Maybe just rely on quick reflexes and Containment Magic.
And running. Running’s good.
The jungle quickly grew dense. Caleb had walked the pine forests surrounding Grimoire, but this was a completely different experience. Staying to the path seemed to be unavoidable. Walls of seemingly unbreachable foliage closed in on them, and the light from the sky above was quickly blotted out. The darkness was thick and suffocating, and Delilah soon summoned Felix and Nekoma. The orange glow at their front and purple glow at their back helped keep things visible, but the unnatural light sources only added to the jungle’s mysterious and oppressive feel.
Not being able to talk was particularly difficult for Caleb. He was always ready to break the silence and lighten the mood with words and a smile. But now he had to stay silent, and he found his thoughts bouncing around at a furious rate, desperate to be vocalized.

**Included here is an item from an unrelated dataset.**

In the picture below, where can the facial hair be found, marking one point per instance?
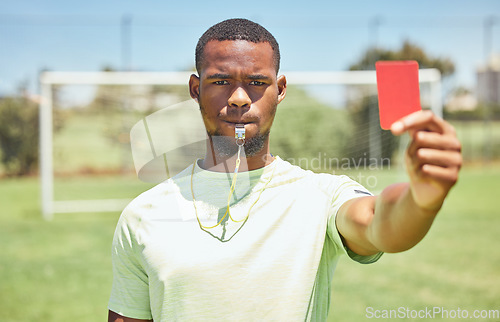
(225, 146)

Shut up, brain. You can’t talk all the time. Maybe that’s why some people call you annoying. You are kind of a chatterbo
x. Work on that.
Isabelle led the way, with Lorelei close behind her. Next was Chelsea, then Caleb, with Delilah behind him. Chelsea looked on edge. She had each of her lighters in hand, and was constantly peering through the walls of leaves and vines and branches on either side with an intense gaze.
Lorelei looked at ease. She kept an eye on Isabelle, almost like she was looking over a little sister. Isabelle was focused, but still had her usual pep and curiosity, conveyed completely through body language. When they came to a fork in the path, Isabelle was decisive, energetically pointing out the way to go.